Lozen van ballastwater
Volgens het internationale Ballastwaterverdrag moeten schepen een installatie hebben om ballastwater te zuiveren van uitheemse organismen. Ballastwater is water dat schepen gebruiken om stabiel te blijven als ze niet helemaal vol zijn. Door de zuiveringsinstallatie kunnen schadelijke uitheemse organismen zich niet verspreiden naar wateren waar ze normaal niet voorkomen.
Voor alle schepen die ballastwater vervoeren
Het Ballastwaterverdrag geldt sinds 8 september 2017 en is voor alle zeeschepen die ballastwater vervoeren. Deze schepen moeten een certificaat, een goedgekeurd managementplan en een ballastwaterjournaal aan boord hebben. Toezichthouder op deze regelgeving is de Inspectie Leefomgeving en Transport (ILT).

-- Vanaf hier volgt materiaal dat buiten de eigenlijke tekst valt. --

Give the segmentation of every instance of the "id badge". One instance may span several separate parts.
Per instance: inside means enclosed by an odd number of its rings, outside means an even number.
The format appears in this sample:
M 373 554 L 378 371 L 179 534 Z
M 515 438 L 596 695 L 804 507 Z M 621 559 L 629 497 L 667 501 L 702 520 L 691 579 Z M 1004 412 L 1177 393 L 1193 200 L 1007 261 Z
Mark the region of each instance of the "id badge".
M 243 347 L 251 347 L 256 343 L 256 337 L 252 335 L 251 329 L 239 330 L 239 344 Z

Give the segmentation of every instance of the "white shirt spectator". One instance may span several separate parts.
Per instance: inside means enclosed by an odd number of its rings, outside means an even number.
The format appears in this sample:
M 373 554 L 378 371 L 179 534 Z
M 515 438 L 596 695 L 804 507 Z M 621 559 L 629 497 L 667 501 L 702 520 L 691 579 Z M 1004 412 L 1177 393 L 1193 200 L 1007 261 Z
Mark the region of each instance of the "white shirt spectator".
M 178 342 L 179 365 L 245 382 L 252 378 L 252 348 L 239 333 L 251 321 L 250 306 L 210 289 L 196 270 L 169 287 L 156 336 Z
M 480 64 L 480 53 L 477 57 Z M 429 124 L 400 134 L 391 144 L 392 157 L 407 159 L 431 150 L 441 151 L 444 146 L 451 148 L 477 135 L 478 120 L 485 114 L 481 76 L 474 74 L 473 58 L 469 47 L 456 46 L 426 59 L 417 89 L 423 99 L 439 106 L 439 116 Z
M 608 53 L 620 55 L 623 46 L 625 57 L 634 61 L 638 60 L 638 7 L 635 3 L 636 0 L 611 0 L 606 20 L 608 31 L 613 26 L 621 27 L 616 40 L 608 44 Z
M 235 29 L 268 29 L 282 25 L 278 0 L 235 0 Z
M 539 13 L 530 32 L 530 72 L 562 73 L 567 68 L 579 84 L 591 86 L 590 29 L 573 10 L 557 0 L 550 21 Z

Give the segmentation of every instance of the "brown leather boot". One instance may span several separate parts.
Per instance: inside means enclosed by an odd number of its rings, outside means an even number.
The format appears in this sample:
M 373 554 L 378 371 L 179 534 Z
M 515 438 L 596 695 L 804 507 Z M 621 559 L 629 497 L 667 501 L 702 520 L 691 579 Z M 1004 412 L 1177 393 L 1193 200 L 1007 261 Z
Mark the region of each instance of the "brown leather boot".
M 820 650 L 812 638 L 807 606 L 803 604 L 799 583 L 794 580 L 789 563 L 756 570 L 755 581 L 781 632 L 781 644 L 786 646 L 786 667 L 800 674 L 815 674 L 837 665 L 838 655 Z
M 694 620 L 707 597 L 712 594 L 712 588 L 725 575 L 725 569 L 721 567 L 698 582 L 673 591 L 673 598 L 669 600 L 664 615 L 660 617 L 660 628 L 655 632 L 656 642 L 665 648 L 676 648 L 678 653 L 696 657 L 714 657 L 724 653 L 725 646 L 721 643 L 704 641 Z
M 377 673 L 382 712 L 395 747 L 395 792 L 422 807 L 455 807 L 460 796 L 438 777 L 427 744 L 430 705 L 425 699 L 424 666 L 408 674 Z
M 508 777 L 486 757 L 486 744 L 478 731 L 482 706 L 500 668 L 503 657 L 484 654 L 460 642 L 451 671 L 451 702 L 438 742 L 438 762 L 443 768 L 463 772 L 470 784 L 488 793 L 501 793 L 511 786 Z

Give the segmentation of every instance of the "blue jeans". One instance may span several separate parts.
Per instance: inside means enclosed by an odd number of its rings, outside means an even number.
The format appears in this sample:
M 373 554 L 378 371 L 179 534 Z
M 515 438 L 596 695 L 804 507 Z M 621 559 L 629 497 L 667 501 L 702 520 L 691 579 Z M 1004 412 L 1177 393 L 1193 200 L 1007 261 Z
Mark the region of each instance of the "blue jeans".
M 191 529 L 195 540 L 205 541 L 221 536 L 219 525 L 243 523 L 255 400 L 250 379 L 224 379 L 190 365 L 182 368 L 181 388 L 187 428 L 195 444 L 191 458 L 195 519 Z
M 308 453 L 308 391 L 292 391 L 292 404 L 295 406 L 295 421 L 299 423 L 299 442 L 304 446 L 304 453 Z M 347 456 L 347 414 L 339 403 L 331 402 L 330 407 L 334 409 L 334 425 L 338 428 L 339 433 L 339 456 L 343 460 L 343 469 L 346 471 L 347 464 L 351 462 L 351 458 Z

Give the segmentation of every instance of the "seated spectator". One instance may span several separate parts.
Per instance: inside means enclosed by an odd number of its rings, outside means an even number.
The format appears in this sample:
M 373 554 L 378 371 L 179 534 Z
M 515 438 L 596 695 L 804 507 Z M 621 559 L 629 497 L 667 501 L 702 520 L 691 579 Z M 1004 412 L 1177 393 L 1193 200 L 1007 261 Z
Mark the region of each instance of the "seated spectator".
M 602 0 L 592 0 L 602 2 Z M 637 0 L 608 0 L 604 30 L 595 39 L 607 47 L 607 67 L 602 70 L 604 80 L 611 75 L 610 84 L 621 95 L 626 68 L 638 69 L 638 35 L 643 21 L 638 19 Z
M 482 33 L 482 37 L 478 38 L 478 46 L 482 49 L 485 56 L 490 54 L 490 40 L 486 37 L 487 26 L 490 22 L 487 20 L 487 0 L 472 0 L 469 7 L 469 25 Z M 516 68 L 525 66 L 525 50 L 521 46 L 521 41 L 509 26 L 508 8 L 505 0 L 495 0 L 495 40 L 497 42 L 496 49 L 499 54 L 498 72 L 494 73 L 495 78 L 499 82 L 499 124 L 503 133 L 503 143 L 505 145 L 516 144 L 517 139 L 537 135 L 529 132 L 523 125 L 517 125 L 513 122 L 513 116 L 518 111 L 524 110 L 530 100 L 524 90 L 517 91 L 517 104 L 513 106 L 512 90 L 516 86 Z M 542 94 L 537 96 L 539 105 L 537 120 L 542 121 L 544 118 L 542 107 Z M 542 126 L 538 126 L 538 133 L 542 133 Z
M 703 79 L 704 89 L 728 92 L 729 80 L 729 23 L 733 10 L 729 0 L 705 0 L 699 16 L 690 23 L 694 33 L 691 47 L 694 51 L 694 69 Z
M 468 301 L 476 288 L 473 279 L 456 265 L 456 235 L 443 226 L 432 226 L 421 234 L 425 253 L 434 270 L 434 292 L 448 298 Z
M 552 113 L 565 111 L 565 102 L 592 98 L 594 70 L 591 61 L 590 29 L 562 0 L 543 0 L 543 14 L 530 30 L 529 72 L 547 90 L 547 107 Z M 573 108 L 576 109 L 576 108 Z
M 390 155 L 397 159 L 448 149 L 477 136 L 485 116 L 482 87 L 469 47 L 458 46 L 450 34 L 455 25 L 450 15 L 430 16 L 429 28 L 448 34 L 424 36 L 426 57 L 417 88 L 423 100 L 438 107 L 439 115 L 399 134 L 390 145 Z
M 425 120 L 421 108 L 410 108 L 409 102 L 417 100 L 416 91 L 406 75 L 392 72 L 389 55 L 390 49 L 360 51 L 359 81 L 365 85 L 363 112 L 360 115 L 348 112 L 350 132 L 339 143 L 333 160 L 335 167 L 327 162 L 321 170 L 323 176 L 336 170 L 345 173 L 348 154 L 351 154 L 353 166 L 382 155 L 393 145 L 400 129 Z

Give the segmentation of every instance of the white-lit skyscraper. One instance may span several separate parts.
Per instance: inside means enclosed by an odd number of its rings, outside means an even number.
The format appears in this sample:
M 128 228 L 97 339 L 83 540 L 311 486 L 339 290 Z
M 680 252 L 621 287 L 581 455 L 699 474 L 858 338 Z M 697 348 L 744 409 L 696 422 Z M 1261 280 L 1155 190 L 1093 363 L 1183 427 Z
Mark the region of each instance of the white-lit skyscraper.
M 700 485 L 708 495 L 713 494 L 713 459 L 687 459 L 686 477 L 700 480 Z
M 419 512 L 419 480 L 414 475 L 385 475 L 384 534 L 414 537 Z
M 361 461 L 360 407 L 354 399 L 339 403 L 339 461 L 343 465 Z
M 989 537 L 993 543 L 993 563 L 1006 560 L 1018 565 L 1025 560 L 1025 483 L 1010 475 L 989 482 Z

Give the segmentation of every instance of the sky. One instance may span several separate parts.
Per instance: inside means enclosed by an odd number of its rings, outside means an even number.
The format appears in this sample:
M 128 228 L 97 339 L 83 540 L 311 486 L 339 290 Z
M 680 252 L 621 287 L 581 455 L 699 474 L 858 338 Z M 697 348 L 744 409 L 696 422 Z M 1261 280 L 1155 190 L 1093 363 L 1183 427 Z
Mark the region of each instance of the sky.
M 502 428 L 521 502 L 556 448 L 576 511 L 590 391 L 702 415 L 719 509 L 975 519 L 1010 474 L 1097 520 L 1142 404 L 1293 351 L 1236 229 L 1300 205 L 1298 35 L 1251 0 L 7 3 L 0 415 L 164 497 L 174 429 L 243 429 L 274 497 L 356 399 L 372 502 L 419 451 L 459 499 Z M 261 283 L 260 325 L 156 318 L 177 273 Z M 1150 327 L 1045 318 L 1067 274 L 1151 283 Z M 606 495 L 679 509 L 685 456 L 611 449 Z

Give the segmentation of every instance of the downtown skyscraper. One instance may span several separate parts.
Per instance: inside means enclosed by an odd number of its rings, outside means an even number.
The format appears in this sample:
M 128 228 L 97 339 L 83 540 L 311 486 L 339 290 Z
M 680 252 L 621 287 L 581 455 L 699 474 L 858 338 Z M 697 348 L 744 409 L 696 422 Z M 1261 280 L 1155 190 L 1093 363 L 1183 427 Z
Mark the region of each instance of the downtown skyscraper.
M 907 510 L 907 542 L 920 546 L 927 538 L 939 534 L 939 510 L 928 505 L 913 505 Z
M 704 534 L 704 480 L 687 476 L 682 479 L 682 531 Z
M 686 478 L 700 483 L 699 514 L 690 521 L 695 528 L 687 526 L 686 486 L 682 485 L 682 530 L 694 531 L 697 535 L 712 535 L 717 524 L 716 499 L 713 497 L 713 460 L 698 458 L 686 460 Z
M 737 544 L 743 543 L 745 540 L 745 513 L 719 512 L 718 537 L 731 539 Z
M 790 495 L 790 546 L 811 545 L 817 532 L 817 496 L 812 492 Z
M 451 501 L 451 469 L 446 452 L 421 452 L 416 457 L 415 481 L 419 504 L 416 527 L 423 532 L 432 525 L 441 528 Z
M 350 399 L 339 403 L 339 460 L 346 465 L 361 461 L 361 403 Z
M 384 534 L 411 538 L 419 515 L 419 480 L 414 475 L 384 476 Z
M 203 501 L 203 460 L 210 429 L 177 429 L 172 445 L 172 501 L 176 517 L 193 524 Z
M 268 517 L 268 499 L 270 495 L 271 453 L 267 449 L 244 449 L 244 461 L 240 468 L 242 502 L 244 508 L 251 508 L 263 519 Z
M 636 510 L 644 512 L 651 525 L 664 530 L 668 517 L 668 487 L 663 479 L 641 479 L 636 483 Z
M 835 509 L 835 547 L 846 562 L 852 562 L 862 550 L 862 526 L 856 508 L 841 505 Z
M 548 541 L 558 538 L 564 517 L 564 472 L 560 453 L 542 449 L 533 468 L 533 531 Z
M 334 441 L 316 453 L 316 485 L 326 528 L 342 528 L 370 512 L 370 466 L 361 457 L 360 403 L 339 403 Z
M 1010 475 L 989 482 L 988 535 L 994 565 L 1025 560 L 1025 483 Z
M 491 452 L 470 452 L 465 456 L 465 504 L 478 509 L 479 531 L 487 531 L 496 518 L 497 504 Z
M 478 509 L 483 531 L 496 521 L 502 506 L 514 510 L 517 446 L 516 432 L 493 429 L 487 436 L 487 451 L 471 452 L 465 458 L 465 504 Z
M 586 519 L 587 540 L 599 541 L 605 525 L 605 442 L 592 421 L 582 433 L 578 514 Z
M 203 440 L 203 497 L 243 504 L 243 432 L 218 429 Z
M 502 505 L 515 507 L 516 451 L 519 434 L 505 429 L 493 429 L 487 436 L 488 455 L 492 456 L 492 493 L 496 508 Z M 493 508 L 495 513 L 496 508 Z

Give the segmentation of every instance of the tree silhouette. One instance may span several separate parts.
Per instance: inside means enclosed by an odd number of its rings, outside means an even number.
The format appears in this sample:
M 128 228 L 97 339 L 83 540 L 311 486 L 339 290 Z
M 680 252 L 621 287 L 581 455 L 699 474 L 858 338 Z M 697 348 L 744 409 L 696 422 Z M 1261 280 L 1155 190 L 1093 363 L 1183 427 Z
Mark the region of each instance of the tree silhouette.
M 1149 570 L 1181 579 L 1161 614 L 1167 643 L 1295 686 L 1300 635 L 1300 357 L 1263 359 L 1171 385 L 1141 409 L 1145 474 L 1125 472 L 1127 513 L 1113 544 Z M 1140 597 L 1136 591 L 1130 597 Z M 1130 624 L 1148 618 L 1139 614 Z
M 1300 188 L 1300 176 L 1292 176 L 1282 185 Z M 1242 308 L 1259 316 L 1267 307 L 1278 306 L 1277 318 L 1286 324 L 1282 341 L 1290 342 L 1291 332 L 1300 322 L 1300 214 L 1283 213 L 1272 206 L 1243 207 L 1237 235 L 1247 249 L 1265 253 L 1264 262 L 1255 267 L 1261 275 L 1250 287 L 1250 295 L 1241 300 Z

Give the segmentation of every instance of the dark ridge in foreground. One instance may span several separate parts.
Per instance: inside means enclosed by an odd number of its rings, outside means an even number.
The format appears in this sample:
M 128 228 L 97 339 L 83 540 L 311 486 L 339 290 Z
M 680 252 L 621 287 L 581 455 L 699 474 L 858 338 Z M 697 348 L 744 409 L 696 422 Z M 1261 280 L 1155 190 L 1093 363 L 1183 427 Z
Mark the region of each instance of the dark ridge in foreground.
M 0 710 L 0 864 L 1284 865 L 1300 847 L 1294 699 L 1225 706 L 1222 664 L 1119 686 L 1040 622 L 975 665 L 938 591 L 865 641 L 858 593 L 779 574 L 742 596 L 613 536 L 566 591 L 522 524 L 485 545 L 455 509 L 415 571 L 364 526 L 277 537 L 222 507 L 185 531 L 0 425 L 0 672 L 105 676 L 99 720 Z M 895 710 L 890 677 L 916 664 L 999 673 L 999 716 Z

Certificaat, plan en journaal
De certificering is uitbesteed aan de erkende klassenbureaus. Zij geven het ballastwater management certificaat (BWMC) uit en keuren de managementplannen. De vorm van het journaal staat in het verdrag en hoeft niet apart gekeurd te worden.
Uitzonderingen
Het verdrag geldt niet voor:
- schepen die geen ballasttanks hebben
- schepen die ballastwater innemen en lozen op dezelfde locatie
- schepen die geen internationale reizen maken
Ballastwater wisselen
Heeft een schip geen behandelingsinstallatie aan boord? Sinds 8 september 2017 moeten zij dan hun ballastwater wisselen tijdens de reis. Dit moet gebeuren volgens de voorwaarden van het verdrag. Voor de Noordzee is een apart gebied aangewezen.
Ballastwater behandelen
Nieuwe schepen moeten sinds 8 september 2017 een behandelingsinstallatie aan boord hebben. De datum waarop bestaande schepen een installatie moeten hebben, is gekoppeld aan de verloopdatum van het IOPP-certificaat.
Handhaving door Port State Control
Sinds 8 september 2017 handhaaft de ILT volgens de procedures van het Paris MOU.